Bild: Flandern und die Niederlande: Ehrengäste der diesjährigen Frankfurter B…
Beispielsweise Reintje Gianotten und Victor Schiferli aus Amsterdam traf
man in den vergangenen beiden Jahren an so ziemlich jedem Verlagsstand
jeder Buchmesse. Sie arbeiten beim niederländischen Letterenfonds, der die
Literaturförderung in unserem Nachbarland betreibt.
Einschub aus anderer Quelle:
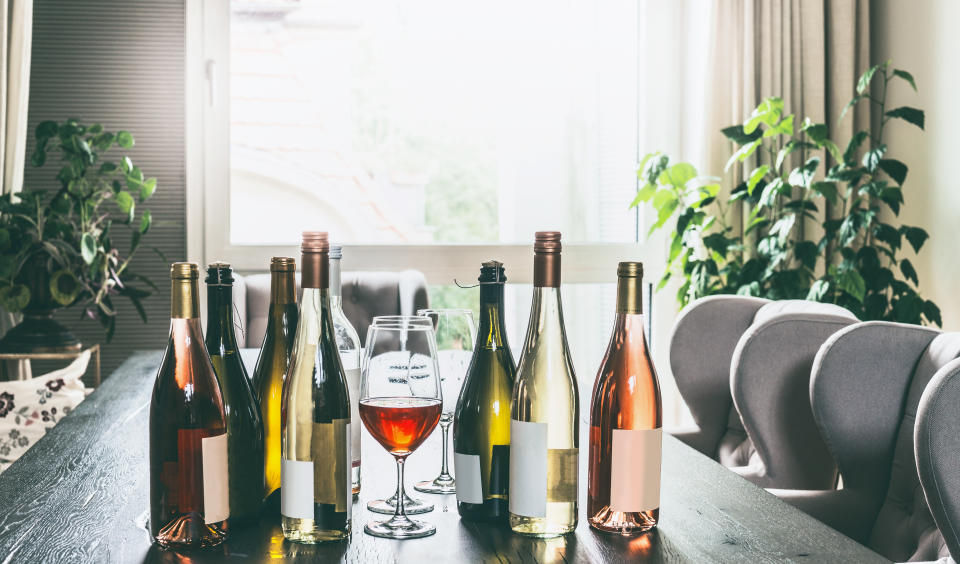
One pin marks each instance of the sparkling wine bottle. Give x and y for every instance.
(272, 366)
(481, 424)
(244, 426)
(544, 411)
(625, 422)
(189, 499)
(350, 354)
(315, 499)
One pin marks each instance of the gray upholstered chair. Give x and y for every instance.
(743, 366)
(865, 389)
(936, 437)
(365, 295)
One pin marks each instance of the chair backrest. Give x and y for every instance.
(937, 440)
(366, 294)
(701, 347)
(865, 390)
(770, 382)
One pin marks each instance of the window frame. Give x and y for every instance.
(208, 193)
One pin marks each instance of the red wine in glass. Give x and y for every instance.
(400, 424)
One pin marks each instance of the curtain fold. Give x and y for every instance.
(16, 32)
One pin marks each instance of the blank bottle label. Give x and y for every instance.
(528, 468)
(296, 489)
(216, 496)
(467, 469)
(635, 469)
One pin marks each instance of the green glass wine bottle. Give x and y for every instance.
(244, 425)
(481, 428)
(272, 367)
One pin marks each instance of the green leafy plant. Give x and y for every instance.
(57, 248)
(814, 217)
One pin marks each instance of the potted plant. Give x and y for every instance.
(58, 248)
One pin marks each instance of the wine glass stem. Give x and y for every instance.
(400, 512)
(444, 473)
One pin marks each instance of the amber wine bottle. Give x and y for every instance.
(315, 498)
(625, 422)
(348, 342)
(544, 410)
(189, 499)
(481, 427)
(271, 368)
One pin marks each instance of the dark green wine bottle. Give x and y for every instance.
(244, 425)
(481, 428)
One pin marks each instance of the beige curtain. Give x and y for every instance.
(16, 30)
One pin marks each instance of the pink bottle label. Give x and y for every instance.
(635, 470)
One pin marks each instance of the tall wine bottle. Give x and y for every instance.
(625, 422)
(244, 425)
(189, 499)
(315, 499)
(271, 368)
(348, 342)
(481, 423)
(544, 410)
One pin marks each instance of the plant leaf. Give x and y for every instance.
(908, 114)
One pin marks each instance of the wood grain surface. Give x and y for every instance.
(81, 495)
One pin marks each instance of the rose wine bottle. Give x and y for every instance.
(271, 368)
(244, 426)
(481, 424)
(544, 411)
(315, 499)
(625, 422)
(189, 499)
(348, 342)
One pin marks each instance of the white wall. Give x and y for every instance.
(921, 36)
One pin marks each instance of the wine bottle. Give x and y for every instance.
(271, 368)
(625, 422)
(481, 423)
(348, 343)
(315, 500)
(189, 494)
(244, 425)
(544, 410)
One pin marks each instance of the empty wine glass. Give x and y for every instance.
(456, 333)
(400, 361)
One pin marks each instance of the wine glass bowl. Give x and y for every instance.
(455, 332)
(400, 405)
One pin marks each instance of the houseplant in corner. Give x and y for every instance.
(59, 248)
(854, 256)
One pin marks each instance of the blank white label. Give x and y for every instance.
(296, 488)
(469, 484)
(216, 485)
(528, 468)
(635, 469)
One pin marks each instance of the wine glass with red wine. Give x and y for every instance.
(400, 404)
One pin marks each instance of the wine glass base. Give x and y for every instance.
(411, 530)
(410, 507)
(436, 486)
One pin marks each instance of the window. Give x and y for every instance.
(422, 134)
Beide sind in der
heimischen und deutschen Branche nicht nur extrem gut vernetzt, sondern
haben aufgrund ihrer Literaturkenntnis auch eine genaue Vorstellung,
welcher niederländische Titel in welchem deutschen Verlag funktionieren
könnte, welcher Autor zu wem passt.
Im Gepäck haben sie überdies ein Übersetzungsförderungsprogramm für
niederländischsprachige Literatur, was es auch kleineren und kleinsten
Verlagen erlaubt, bei der Jagd nach dem Autor, den man unbedingt machen
will, mitzuhalten: Klassiker werden bei Übersetzungen ins Deutsche zu
hundert Prozent, lebende Autoren zu einem Großteil gefördert.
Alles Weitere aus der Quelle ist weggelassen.